Taiwan is planning to open its doors to direct investment from mainland China, which is the latest and most significant step in the recent economic rapprochement between the two states.
On August 20, Fu Dong-cheng, the vice chairman of Taiwan's Mainland Affairs Council (MAC), announced the government would be making public draft plans to allow Chinese investment in the Taiwanese economy.
After the relevant government agencies have completed the amendments to regulations on foreign investments, the path will be cleared for investments from mainland China, with the manufacturing sector the first to be opened up, according to Fu.
While Fu did not give a definite timeframe for the lifting of restrictions on Chinese investment inflow, he said this issue, along with establishing direct weekend charter flights between the two countries, and the opening of direct shipping links and cargo charter flights, were matters of priority.
With Taipei and Beijing scheduled to hold another round of direct negotiations in late October or early November, trade issues are expected to dominate the talks.
If Taipei follows through, the move could serve as a welcome boost to the economy, which has seen a sharp fall in capital inflow in the first half of the year. In the six months ending June 30, inward Foreign Direct Investment (FDI) fell by 11.4% year-on-year, totaling $3.72bn, according to figures released by the Ministry of Economic Affairs in late July. Over the same period, outward FDI hit $2.27bn, a rise of 59.8%.
Taiwan's telecommunications industry has also been singled out as a destination for mainland investment. According to the local press, the government is considering granting investors from China the same rights as other foreigners when investing in Taiwan's telecoms sector. Currently, foreign investors are allowed to hold a maximum direct stake of 49% in fixed-line and long-distance phone operators, and up to 60% if indirect investments are taken into account.
The government has also flagged opening up its "Love Taiwan" programme, a series of major infrastructure projects, to Chinese investment. These projects, including transport networks, urban renewal schemes and upgrading of the power grid, will be carried out under the build-operate-transfer model, and have a total budget of around $12.7bn.
Fang Liang-shiow, the minister responsible for Taiwan's Public Construction Commission (PCC), confirmed on August 17 that work was being conducted to facilitate and encourage private participation in the "Love Taiwan" projects, including the participation of mainland Chinese investors.
Another potential beneficiary of the thaw in relations between Taipei and Beijing is the Taiwan stock market, with a number of local companies trading on overseas exchanges now considering listing on their home bourse. More than 60 Taiwanese firms are listed on the Hong Kong's Hang Seng Index, and more on the Singapore market.
Until recently, Taiwanese companies listed on the local stock market were limited to investing a maximum of 40% of their operating capital in ventures on the mainland.
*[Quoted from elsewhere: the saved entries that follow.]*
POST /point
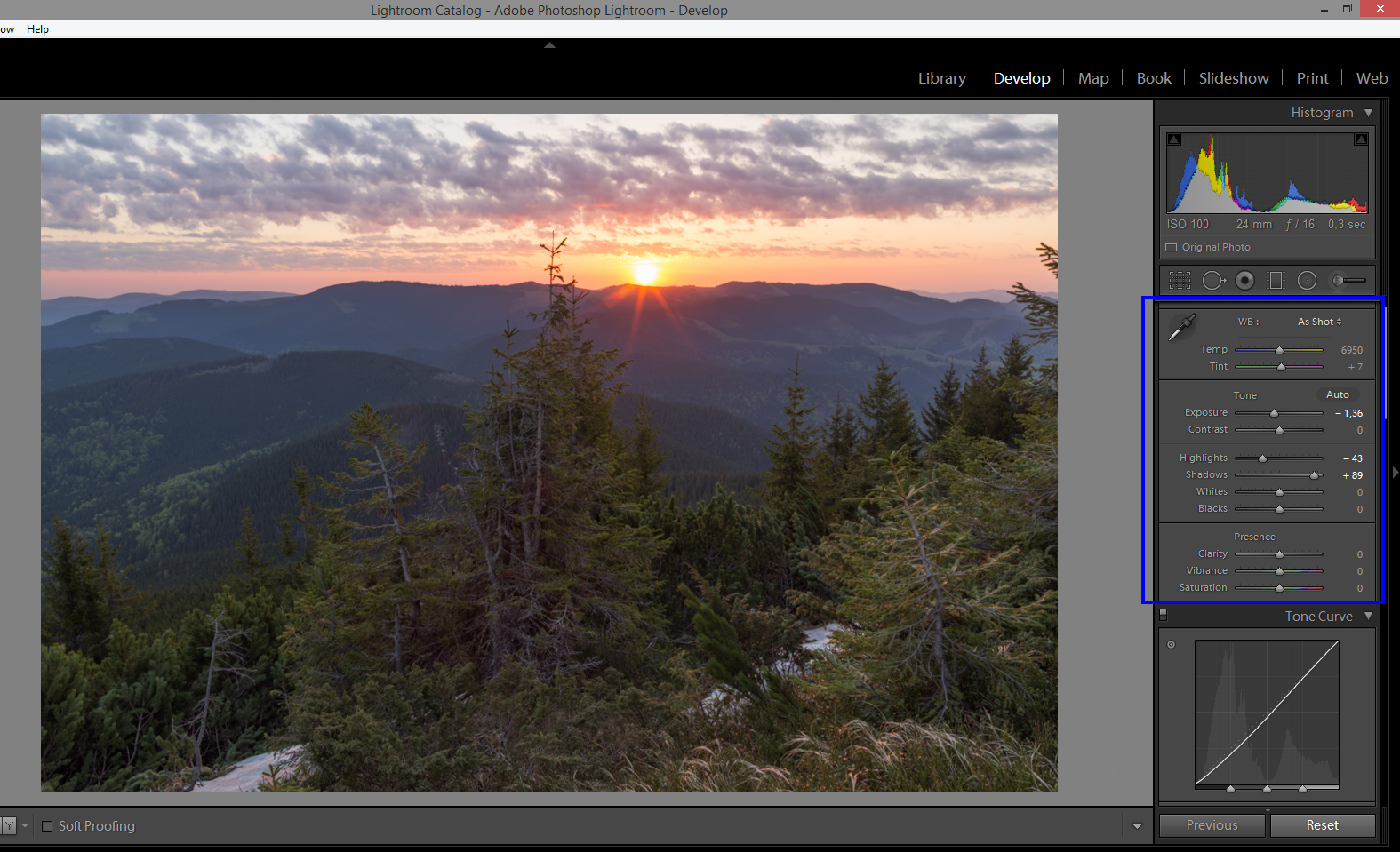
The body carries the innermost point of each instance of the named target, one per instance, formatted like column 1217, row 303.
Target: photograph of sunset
column 542, row 452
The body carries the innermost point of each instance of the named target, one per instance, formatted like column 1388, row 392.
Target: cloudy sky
column 161, row 203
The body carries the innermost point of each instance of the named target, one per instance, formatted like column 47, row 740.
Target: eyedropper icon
column 1186, row 323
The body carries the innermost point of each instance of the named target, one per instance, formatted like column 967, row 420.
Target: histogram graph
column 1268, row 172
column 1268, row 713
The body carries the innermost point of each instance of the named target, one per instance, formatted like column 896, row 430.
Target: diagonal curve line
column 1271, row 713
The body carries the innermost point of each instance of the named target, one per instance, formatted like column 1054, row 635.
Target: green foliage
column 445, row 729
column 840, row 465
column 929, row 628
column 941, row 413
column 644, row 453
column 494, row 618
column 84, row 592
column 889, row 418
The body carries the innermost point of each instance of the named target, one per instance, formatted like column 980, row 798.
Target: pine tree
column 548, row 575
column 918, row 598
column 941, row 411
column 840, row 469
column 644, row 455
column 788, row 483
column 82, row 598
column 889, row 418
column 1011, row 374
column 979, row 402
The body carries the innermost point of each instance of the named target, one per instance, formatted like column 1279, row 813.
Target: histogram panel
column 1268, row 172
column 1268, row 713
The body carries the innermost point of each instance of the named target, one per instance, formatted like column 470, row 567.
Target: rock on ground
column 245, row 776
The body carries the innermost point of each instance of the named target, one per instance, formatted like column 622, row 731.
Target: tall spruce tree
column 84, row 592
column 941, row 411
column 980, row 401
column 840, row 469
column 543, row 574
column 644, row 453
column 889, row 418
column 790, row 484
column 1011, row 372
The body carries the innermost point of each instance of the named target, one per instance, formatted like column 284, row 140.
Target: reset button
column 1322, row 825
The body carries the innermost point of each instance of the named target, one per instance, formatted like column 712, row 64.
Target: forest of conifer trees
column 555, row 615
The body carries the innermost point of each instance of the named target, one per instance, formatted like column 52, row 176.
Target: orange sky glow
column 294, row 203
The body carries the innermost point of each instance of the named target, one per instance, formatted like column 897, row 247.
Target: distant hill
column 94, row 362
column 65, row 307
column 991, row 296
column 387, row 316
column 379, row 316
column 131, row 450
In mid-July, the government lifted this ceiling to 60%, a move designed to bring local firms back home.
The Hon Hai Precision Industry Company has already announced it will list its overseas units on the local exchange. The company, one of the world's largest contract producers of electronic products, is currently listed on the Hang Seng through its subsidiary Foxconn International Holdings.
The Taiwan exchange, which has lost more than 14% in value so far this year, got another boost on July 31 when the governement announced that qualified domestic institutional investors - firms given Chinese state approval to conduct investments - would be allowed to invest in the Taiwan Stock Exchange and over-the-counter GreTai Securities Market from October this year.
Wu Tang-chieh, the deputy minister of Taiwan's Financial Supervisory Commission, said the move would channel an estimated $1.125bn into Taiwan's stock market when the measure is implemented.
The open door policy towards China adopted by President Ma Ying-jeou since he came to office in May has not met with universal approval. The opposition Democratic Progressive Party (DPP) has criticised the rapid breaking down of trade barriers as being a threat to the country's economic ad political sovereignty.
However, following its defeat in January's parliamentary elections, followed by the eviction of then President Chen Shui-bian in the March presidential ballot, the DPP is in disarray. The party's credibility was done further damage in mid-August when Chen admitted his wife had transferred up to $20m out of the country prior to the electoral result.
With the political opposition in turmoil and big business generally in favour of closer economic ties with the mainland, there appear few obstacles to Ma's government continuing to woo the fast evolving neighbour.